Tuesday, August 9, 2016

The Mountain

I had a dream about the mountain last night.
 
Everyone saw the cloud that had crashed into the summit like a white train wreck. It hovered there, mysterious and beautifully fearful. I didn't feel fear when I looked at it, at least not the kind of fear that paralyzes your breath and reminds you that you're nothing. It was the kind of fear that made you feel very small indeed, but as if that meant something, to be small.
 
They were saying all around me, "Don't go up there, you'll surely die from the storm," and, "It's unpredictable and you don't know what you'll encounter up there." "It's dangerous."
 
But I knew, compellingly and assuredly, that I had to go.
 
North and Middle Sisters (Faith and Hope) from the Summit
 
 
I thought, as I drove up the pass, that if I hadn't met the man Jesus and become so compelled by Him that I gave Him all my dreams, I would have probably ended up spending a majority of my life on a mountain. It was something with which I could become obsessed with little to no effort. It made me feel alive.
 
The last 1500 feet of the climb, from the false summit was as steep as you could get without having to technical climb. It was all tallis, and while the dog sprang up the incline with ease, I was stopping every ten sliding steps and trying to get some oxygen into my body. I looked up at the summit, her massive form red and I felt my own weakness speak against me. "You don't have enough strength." But I had waited too long to stop this close to conquering her.
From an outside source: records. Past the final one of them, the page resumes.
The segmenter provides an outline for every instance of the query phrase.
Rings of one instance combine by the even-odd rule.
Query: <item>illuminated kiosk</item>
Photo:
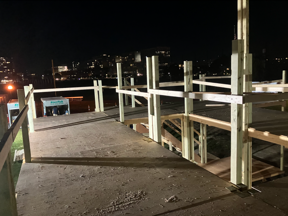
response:
[[[18,100],[10,100],[7,104],[7,108],[8,109],[9,123],[11,126],[20,112]]]
[[[65,111],[68,110],[70,114],[70,107],[69,106],[69,99],[62,97],[54,98],[41,98],[42,114],[46,113],[47,116],[53,116],[52,110],[55,107],[59,109],[60,115],[64,115]]]

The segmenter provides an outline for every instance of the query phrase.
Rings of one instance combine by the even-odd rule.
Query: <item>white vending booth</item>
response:
[[[70,114],[70,107],[69,106],[69,99],[62,97],[54,98],[41,98],[42,102],[42,114],[46,114],[47,116],[53,116],[52,110],[55,107],[59,109],[60,115],[64,115],[65,112],[68,110]]]
[[[20,113],[18,100],[10,100],[7,104],[7,108],[8,109],[9,124],[11,126]]]

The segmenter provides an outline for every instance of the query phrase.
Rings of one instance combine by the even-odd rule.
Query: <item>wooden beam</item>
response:
[[[32,114],[33,115],[33,118],[36,118],[36,107],[35,106],[35,101],[34,100],[34,87],[32,84],[29,84],[29,87],[30,87],[30,91],[31,93],[31,103],[32,104]]]
[[[94,87],[97,87],[97,81],[94,80],[93,81],[94,86]],[[94,95],[95,98],[95,112],[98,112],[100,111],[100,107],[99,105],[99,99],[98,96],[98,90],[96,89],[94,89]]]
[[[34,93],[39,92],[49,92],[53,91],[72,91],[78,90],[87,90],[89,89],[98,89],[98,87],[94,86],[88,86],[87,87],[77,87],[73,88],[61,88],[58,89],[35,89],[34,90]]]
[[[122,88],[122,75],[121,70],[121,63],[117,63],[117,74],[118,76],[118,88]],[[120,116],[120,121],[123,123],[124,121],[124,111],[123,105],[123,94],[119,93],[119,110]]]
[[[181,135],[181,132],[179,132],[178,131],[177,131],[177,130],[176,130],[176,129],[174,128],[174,127],[172,127],[172,126],[171,126],[171,125],[169,125],[169,124],[168,124],[168,123],[167,123],[167,122],[166,122],[166,121],[164,121],[164,123],[166,125],[167,125],[167,126],[168,126],[168,127],[170,127],[171,129],[172,129],[172,130],[173,130],[173,131],[175,131],[176,133],[177,133],[178,134],[179,134],[179,135],[180,135],[180,136]]]
[[[17,90],[17,93],[18,95],[18,103],[19,104],[19,109],[20,110],[22,110],[24,108],[25,105],[27,106],[25,104],[25,100],[24,100],[24,96],[25,95],[24,90],[18,89]],[[28,130],[27,118],[26,118],[27,115],[25,115],[24,116],[23,119],[23,122],[21,124],[21,127],[22,128],[22,136],[23,140],[23,146],[26,158],[25,162],[27,163],[31,163],[31,152],[30,148],[30,141],[29,139],[29,132]],[[17,117],[17,118],[18,117]],[[17,118],[16,119],[17,119]],[[15,121],[14,122],[15,122]]]
[[[25,86],[24,87],[24,91],[25,93],[25,95],[27,97],[30,92],[30,87],[29,86]],[[25,98],[26,97],[25,97]],[[28,110],[27,115],[28,116],[28,121],[29,124],[29,129],[30,133],[33,133],[34,132],[34,121],[33,120],[33,117],[32,114],[32,104],[31,103],[31,101],[29,100],[26,102],[28,102],[27,104],[29,108]]]
[[[222,84],[222,83],[210,83],[208,82],[198,81],[196,80],[193,80],[193,83],[194,84],[199,84],[200,85],[209,85],[211,86],[215,86],[215,87],[219,87],[221,88],[226,88],[227,89],[231,88],[231,85],[229,85],[228,84]],[[205,91],[200,90],[200,91]]]
[[[147,92],[142,92],[138,91],[132,91],[127,90],[123,90],[122,89],[116,89],[116,92],[118,93],[122,93],[123,94],[130,95],[136,95],[137,96],[141,97],[146,97],[147,98],[151,98],[151,94]]]
[[[159,63],[158,56],[152,56],[152,73],[153,89],[159,89]],[[150,89],[149,89],[150,90]],[[154,105],[154,118],[153,119],[153,138],[155,142],[161,142],[161,114],[160,113],[160,98],[159,95],[153,95]]]
[[[242,2],[242,0],[238,0],[238,2],[240,1]],[[242,12],[242,10],[240,12]],[[239,13],[238,11],[238,14]],[[238,96],[243,94],[243,40],[232,41],[231,92],[232,95]],[[242,104],[231,104],[231,182],[237,185],[241,183],[242,181],[243,107]]]
[[[202,99],[206,100],[217,101],[238,104],[243,103],[244,96],[241,95],[220,94],[215,93],[186,92],[183,91],[150,89],[149,93],[159,95],[164,95],[179,98],[189,98],[193,99]],[[245,95],[246,96],[247,95]],[[250,95],[248,95],[250,96]]]

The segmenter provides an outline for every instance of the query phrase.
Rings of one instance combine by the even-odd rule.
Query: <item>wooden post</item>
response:
[[[283,70],[282,72],[282,84],[286,84],[286,79],[287,79],[287,74],[286,70]],[[288,102],[288,100],[286,101],[286,103]],[[286,107],[282,106],[281,108],[281,110],[283,112],[285,111],[285,108]],[[280,146],[280,169],[281,170],[283,171],[284,170],[284,146]]]
[[[30,89],[32,89],[33,87],[33,85],[32,84],[29,84],[29,87],[30,87]],[[31,100],[31,103],[32,104],[32,114],[33,115],[33,118],[36,118],[36,107],[35,106],[35,102],[34,100],[34,93],[32,93],[31,94],[31,95],[30,96],[30,100]]]
[[[132,85],[132,84],[131,84]],[[126,77],[124,78],[124,86],[126,86],[128,85],[128,84],[127,83],[127,78]],[[129,103],[128,102],[128,95],[127,94],[125,94],[125,105],[126,106],[128,106],[129,105]],[[134,95],[133,95],[134,96]]]
[[[200,142],[201,144],[199,146],[199,151],[201,156],[201,163],[207,163],[207,142],[206,139],[206,125],[203,123],[200,124]]]
[[[25,106],[25,94],[22,89],[17,90],[18,95],[19,110],[21,111]],[[29,105],[28,105],[28,106]],[[28,115],[28,113],[27,113]],[[22,128],[22,137],[23,139],[23,146],[24,153],[25,154],[25,162],[31,163],[31,152],[30,149],[30,141],[29,140],[29,132],[28,130],[27,118],[25,118],[21,125]],[[30,129],[30,131],[31,129]]]
[[[287,79],[287,73],[286,70],[283,70],[282,71],[282,82],[281,82],[281,84],[286,84],[286,80]],[[285,111],[286,107],[288,106],[288,100],[286,100],[286,105],[285,106],[282,106],[281,108],[281,110],[283,111]]]
[[[205,74],[200,74],[199,75],[199,79],[202,79],[202,78],[205,77],[206,75]],[[205,80],[203,81],[205,82]],[[206,86],[204,85],[199,85],[199,91],[206,91]],[[204,100],[202,99],[200,99],[200,101]]]
[[[25,94],[25,97],[27,96],[28,92],[30,91],[30,87],[28,86],[25,86],[24,87],[24,91]],[[25,97],[24,97],[25,98]],[[29,100],[28,102],[28,106],[29,107],[29,109],[28,110],[28,112],[27,115],[28,116],[28,121],[29,123],[29,128],[30,129],[30,133],[33,133],[34,132],[34,122],[33,121],[33,117],[32,115],[32,106],[31,104],[31,100]]]
[[[131,80],[130,81],[130,82],[131,82],[131,85],[134,85],[134,78],[131,78]],[[131,91],[135,91],[134,90],[134,89],[131,89]],[[132,107],[135,107],[135,95],[131,95],[131,99],[132,100]]]
[[[243,40],[232,41],[231,64],[231,93],[243,94]],[[242,148],[243,143],[242,104],[231,104],[231,182],[242,183]]]
[[[172,144],[172,143],[170,141],[168,141],[169,143],[168,144],[169,145],[169,150],[170,151],[173,151],[173,149],[172,148],[173,147],[173,145]]]
[[[8,129],[5,104],[0,104],[0,139]],[[11,152],[0,171],[0,213],[6,216],[17,216],[17,206],[15,188],[11,170]]]
[[[94,86],[97,86],[97,81],[94,80]],[[97,89],[94,89],[94,94],[95,97],[95,106],[96,108],[95,108],[95,112],[98,112],[100,111],[100,107],[99,106],[99,99],[98,97],[98,90]]]
[[[192,62],[184,62],[184,91],[192,91]],[[184,131],[184,149],[182,150],[182,154],[185,158],[194,162],[194,132],[193,121],[190,121],[189,114],[193,113],[193,99],[189,98],[184,99],[185,112],[183,118],[183,128]],[[192,130],[192,132],[191,130]],[[184,154],[183,153],[184,153]]]
[[[134,78],[131,78],[130,82],[131,82],[131,85],[134,85]],[[131,89],[131,91],[134,91],[134,89]],[[132,100],[132,107],[135,107],[135,95],[131,95],[131,99]],[[136,130],[136,124],[133,124],[133,129],[134,130]]]
[[[152,73],[153,76],[153,88],[159,89],[159,63],[158,56],[152,56]],[[154,94],[154,117],[153,119],[154,140],[159,144],[161,143],[161,116],[160,111],[160,96]]]
[[[252,91],[252,55],[249,54],[249,0],[238,0],[238,24],[242,26],[242,34],[240,35],[243,39],[243,91]],[[238,26],[238,28],[239,28]],[[239,39],[240,39],[239,38]],[[232,83],[231,83],[232,84]],[[243,145],[242,158],[242,183],[247,185],[248,189],[252,186],[252,138],[248,135],[248,128],[252,122],[252,103],[242,105]]]
[[[102,81],[98,81],[99,86],[99,99],[100,101],[100,110],[101,112],[104,111],[104,104],[103,104],[103,90],[102,88]]]
[[[147,71],[147,90],[153,88],[153,76],[152,74],[152,58],[151,57],[146,58]],[[131,84],[131,85],[132,84]],[[154,105],[153,95],[148,98],[148,123],[149,124],[149,138],[154,140],[153,137],[153,116],[154,114]]]
[[[52,59],[52,71],[53,72],[53,79],[54,81],[54,88],[56,88],[56,84],[55,84],[55,76],[54,74],[54,66],[53,65],[53,60]],[[56,93],[56,92],[55,92],[55,97],[57,97],[57,95]]]
[[[118,89],[122,88],[122,75],[121,70],[121,63],[117,63],[117,74],[118,81]],[[100,89],[99,89],[100,90]],[[118,93],[119,95],[119,111],[120,116],[120,121],[124,121],[124,110],[123,105],[123,93]]]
This wasn't just a climb to test my strength of body or will... this was hand-to-hand combat with my fear.
 
Broken Top from the Summit
 
 
I knew now that all my longing for the mountains, all my reaching for wildness and freedom that I found in the high places, they were just shadows of the longing that I had for Him. And really, I could spend all my life, all my passion and energy trying to conquer the mighty ones of the earth, to try and get a little bit closer to the heavens, to really feel something in my chest other than the numbness that the world is so familiar with. But I knew now, somehow, that if I pursued my love of the wild, if I gave myself to pursuing the beauty of the earth and of my God manifested in His creation, then in the end I would come up short. I would have lost it all, but for nothing.
 
Mt Bachelor from the False Summit
 
Descending the Mountain (and very tired)
 
 
Really, what I have always been searching for is Him. To seek Him, to give Him my dreams that I hold in my heart, to seek not beauty but the Source of it, that had become everything. Of course I still love the mountains. I love them deeply. But they are now the lower forms of beauty, the higher forms those which can only be touched with an experience of the heart.
 
When my eyes are opened and I am like a blind man seeing men like trees for the first time, I can see that the thing I was searching for in the dark was actually Light. I can see that He becomes everything, higher and wider of a love than I ever knew existed before.
 
Teardrop Lake (The highest lake in Oregon).
 
 
It's true I have longing, dreams, things I want to do while I'm on the earth. I want to make my mark. I want to live breathlessly and without regret. Our dreams aren't worthless. They all cost us something. We spend endless hours thinking about them, pouring over them, loving them, speaking kind words to them.
 
Sometimes, they are the most precious things we dreamers have.
 
But let it cost me something to lay my life at His feet. Let my jar of perfume break over His feet and let the extravagance of my dreams fill the room, not cheap trinkets that I didn't want anyway. Let my sacrifice be left on Him as a fragrance, a reminder of a life broken and poured out, a sacrifice that cost me something.
 
This month I finally climbed my mountain. It's funny, really, because I feel as if it's the start of a time of many more mountains being conquered... not all of them with snow and a 4,600 foot incline.
 
"This is the season," I thought as I stepped onto the crater of the summit, "for courage."